乙二醇聚乙烯

PEG-300, a neutral polymer with a molecular weight of 300, is a water-soluble, low immunogenic and biocompatible polymer formed by repeating units of ethylene glycol [1，2].

Relatively high but clinically achievable PEG-300 levels can inhibit P-gp activity in Caco-2 cell monolayers, thereby enhancing the permeability of anticancer drugs such as paclitaxel and doxorubicin. For example, increasing the concentration of PEG-300 will lead to the increase of Papp and AP to BL of [3H] paclitaxel [P-gp substrate][3-6]12-14,28 and the decrease of Papp and BL to AP. At high concentrations (20%, v/v) of peg-300, it seems that paclitaxel is transported across Caco-2 cell monolayers by simple passive transcellular diffusion. Similar peg induced inhibition of efflux transporters (e.g., P-gp and / or P-gp / MRP activity) was observed in Caco-2 cells, [5] doxorubicin, indicating that PEG induced inhibition of efflux is not a unique phenomenon of paclitaxel.

PEG-300是一种中性聚合物，分子量为300，由乙二醇重复单元形成。它是水溶性、低免疫原性和生物相容性的聚合物。

相对较高但在临床上可达到的PEG-300水平可以抑制Caco-2细胞单层中P-gp活性，从而增强像紫杉醇和多柔比星等抗癌药物的渗透性。例如，增加PEG-300浓度将导致[3H]紫杉醇[P-gp底物]的Papp和AP to BL[3-6]12-14,28增加，并降低Papp和BL to AP。在高浓度（20％v/v）的PEG-300下，似乎紫杉醇通过简单的跨细胞膜扩散被运输穿过Caco-2细胞单层。类似地，在Caco-2细胞中观察到了peg诱导外流转运体（如P-gp和/或P-gp/MRP活性）的抑制作用[5]多柔比星，表明PEG诱导外流阻滞不是紫杉醇独有现象。
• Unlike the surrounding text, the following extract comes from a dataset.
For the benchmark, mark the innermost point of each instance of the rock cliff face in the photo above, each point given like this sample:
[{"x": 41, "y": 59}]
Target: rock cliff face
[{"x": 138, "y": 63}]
References:[1] Lee C C, Su Y C, Ko T P, et al. Structural basis of polyethylene glycol recognition by antibody[J]. Journal of biomedical science, 2020, 27(1): 1-13.[2] Billingham J, Breen C, Yarwood J. Adsorption of polyamine, polyacrylic acid and polyethylene glycol on montmorillonite: An in situ study using ATR-FTIR[J]. Vibrational Spectroscopy, 1997, 14(1): 19-34.[3] Krishna R, Mayer L D. Multidrug resistance (MDR) in cancer: mechanisms, reversal using modulators of MDR and the role of MDR modulators in influencing the pharmacokinetics of anticancer drugs[J]. European Journal of Pharmaceutical Sciences, 2000, 11(4): 265-283.[4] Van Asperen J, Van Tellingen O, Sparreboom A, et al. Enhanced oral bioavailability of paclitaxel in mice treated with the P-glycoprotein blocker SDZ PSC 833[J]. British Journal of Cancer, 1997, 76(9): 1181-1183.[5] van Asperen J, van Tellingen O, van der Valk M A, et al. Enhanced oral absorption and decreased elimination of paclitaxel in mice cotreated with cyclosporin A[J]. Clinical cancer research: an official journal of the American Association for Cancer Research, 1998, 4(10): 2293-2297.